Y'a quelque chose de triste là-dedans. L'école c'était le lieu où l'enfant pouvait au moins souffler, loin des problèmes de la maison.

A
Alex 29/07/2026 à 13:21

Je cherche dans l'article les chiffres qui justifient une mesure aussi contraignante. Quatre incidents graves pour 1 000 élèves, c'est le taux national, pas réunionnais. Et ça inclut tout type d'incident, pas uniquement les violences de parents. Sur cette base statistique un peu large, on crée une procédure qui pénalise l'élève.

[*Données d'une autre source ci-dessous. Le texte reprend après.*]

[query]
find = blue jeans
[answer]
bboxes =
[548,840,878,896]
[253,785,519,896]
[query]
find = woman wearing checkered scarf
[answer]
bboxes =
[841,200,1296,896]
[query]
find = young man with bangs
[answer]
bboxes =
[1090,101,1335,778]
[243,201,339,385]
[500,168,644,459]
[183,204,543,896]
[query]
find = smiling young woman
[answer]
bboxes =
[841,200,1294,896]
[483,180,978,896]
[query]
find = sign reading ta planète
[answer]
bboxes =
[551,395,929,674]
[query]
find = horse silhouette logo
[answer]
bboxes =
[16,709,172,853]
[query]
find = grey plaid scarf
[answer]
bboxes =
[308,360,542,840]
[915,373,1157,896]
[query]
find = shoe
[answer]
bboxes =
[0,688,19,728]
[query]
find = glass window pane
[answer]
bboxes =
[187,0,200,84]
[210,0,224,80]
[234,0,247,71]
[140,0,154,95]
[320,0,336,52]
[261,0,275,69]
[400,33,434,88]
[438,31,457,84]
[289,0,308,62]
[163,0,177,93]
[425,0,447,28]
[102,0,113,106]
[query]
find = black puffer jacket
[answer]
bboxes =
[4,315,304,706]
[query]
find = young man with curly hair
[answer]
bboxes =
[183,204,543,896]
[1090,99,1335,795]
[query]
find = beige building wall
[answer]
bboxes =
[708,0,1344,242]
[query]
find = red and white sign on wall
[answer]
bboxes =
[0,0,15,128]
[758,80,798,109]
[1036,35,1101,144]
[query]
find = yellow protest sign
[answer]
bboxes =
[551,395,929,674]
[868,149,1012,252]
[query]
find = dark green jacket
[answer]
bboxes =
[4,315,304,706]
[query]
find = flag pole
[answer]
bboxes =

Est-ce que le ministère a publié une étude d'impact ou un bilan d'expérimentation avant de passer au décret, ou on est directement passés à la réglementation ?

Z
Zoubi 29/07/2026 à 13:17

J'ai une cliente dont la fille a changé d'école l'année dernière pour des histoires de conflits avec un autre parent, pas exactement la même chose mais le résultat c'est que la petite a mis des mois à se refaire des amis. Ce genre de mesure, même bien intentionnée, i fo penser à ce que ça coûte vraiment à l'enfant.

D
David 29/07/2026 à 13:14

Franchement moi je comprends les enseignants, se faire agresser par des parents à l'entrée de l'école c'est inadmissible. Mais punir l'enfant, non, ça j'arrive pas à avaler.

M
Marie-Hélène 29/07/2026 à 13:07

Ce décret soulève une question fondamentale sur la responsabilité collective et individuelle en milieu scolaire. La FCPE a raison de pointer une confusion entre l'acte du parent et la situation de l'élève, deux choses distinctes qu'on ne peut pas traiter comme une seule. Ce qui m'inquiète surtout, c'est l'absence de mention d'un accompagnement psychologique explicite pour l'enfant concerné. On parle d'un accompagnement pédagogique et social, mais ça reste vague. La littérature sur les ruptures scolaires forcées montre que le changement d'établissement sans suivi renforcé peut aggraver le décrochage, surtout dans les petites communes où les solutions sont limitées. Je serais curieuse de savoir comment cela s'appliquera concrètement dans nos écoles du péi-la, où les distances peuvent compliquer la chose.

P
PépéBassin 29/07/2026 à 13:04

C'est l'enfant qui trinque encore. On fait pareil en mer, quand un bateau pose problème dans la zone, c'est pas le poisson qu'on déplace. Y'a quelque chose qui cloche dans cette logique.